Final Jeopardy: Musical Theatre

The Final Jeopardy question (1/25/2013) in the category “Musical Theatre” was:

Before this show hit Broadway in 1964, one of its working titles was “The Luckiest People.”

2-day champ Joshua Brakhage is up to $40,006 in winnings. Will he be taking that home or adding to it today? That depends on how he fares against these two players: Sean Link, originally from Terryville, CT and Lauren Thomas, originally from Owensboro, KY.

Joshua found the Jeopardy! round Daily Double in “Dem Bones.” He was in the lead with $5,600, $1,000 more than Sean in second place. He bet $1,400 and he was RIGHT.

Because it supports the head, the topmost vertebra is called this, also the name of a mythical giant.

Joshua finished in the lead with $7,800. Sean was second with $5,600 and Lauren was last with $3,400.

Joshua found the first Double Jeopardy Daily Double in “small state capitals.” He was in the lead with $10,600, $4,200 more than Sean in second place. He bet $4,400. Not being from the East Coast, he floundered and guessed Boise. That was WRONG.
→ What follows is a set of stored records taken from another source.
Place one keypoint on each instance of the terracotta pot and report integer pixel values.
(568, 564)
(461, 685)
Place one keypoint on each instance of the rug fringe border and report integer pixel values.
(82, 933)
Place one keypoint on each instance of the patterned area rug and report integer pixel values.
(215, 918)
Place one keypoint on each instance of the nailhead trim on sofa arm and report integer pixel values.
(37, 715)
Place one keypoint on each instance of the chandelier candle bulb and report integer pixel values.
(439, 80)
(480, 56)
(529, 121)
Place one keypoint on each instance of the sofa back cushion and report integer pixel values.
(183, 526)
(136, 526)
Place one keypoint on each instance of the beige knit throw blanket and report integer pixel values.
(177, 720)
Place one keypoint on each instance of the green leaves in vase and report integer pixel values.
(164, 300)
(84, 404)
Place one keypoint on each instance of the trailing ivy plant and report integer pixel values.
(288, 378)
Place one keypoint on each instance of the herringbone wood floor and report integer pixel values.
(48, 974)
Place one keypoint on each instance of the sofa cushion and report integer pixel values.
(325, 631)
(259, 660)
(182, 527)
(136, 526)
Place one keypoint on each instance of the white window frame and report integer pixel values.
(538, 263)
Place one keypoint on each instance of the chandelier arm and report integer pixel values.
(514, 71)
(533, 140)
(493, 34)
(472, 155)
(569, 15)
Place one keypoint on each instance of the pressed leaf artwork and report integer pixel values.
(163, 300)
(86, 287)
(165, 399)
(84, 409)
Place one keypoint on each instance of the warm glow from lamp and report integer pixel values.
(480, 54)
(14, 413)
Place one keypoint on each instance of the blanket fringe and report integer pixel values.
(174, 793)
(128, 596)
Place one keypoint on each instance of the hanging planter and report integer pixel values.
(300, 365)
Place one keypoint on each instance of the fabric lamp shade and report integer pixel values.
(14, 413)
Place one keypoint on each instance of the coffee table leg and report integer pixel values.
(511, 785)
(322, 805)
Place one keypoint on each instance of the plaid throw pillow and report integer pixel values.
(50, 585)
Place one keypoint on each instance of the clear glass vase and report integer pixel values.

The completion of the DuPont Highway in 1924 was a catalyst in this capital’s growth.

Sean found the last Daily Double in “Name the Poet.” He was in second place with $8,000, $5,800 behind Joshua’s lead. He bet $2,000. He would so have known this if he grew up half a century ago, but he didn’t so he guessed Keats. That was WRONG.

A tree that may in summer wear a nest of robins in her hair.

Joshua finished in the lead with $14,600. Lauren was next with $9,800 and Sean was in third place with $7,600.

NONE of the contestants got Final Jeopardy! right.


“The luckiest people in the world” is a line from Barbra Streisand’s 1964 hit song “People,” one of the musical numbers in the 1964 Broadway hit “Funny Girl,” in which she starred as Fanny Brice. The song is sometimes referred to as “People Who Need People.” Other working titles included “A Very Special Person” and “My Man” until David Merrick, who was supposed to have been the show’s co-producer, suggested “Funny Girl.” Broadway Musicals – Show by Show

Sean wrote down “Yentl.” Right star — in the 1983 film anyhow. He bet $2,000 and finished with $5,600.

Lauren just had a blank line, a very expensive blank line. It cost $9,799 so she finished with $1.

Joshua wrote down “The Rose”, a 1979 film (because we don’t think he meant the 1905 Broadway play). He bet $5,001 so he ended up with $9,599. Not another $20K payday, but he still won the game and has a chance for another big payday on Monday. Joshua’s 3-day total is $49,605.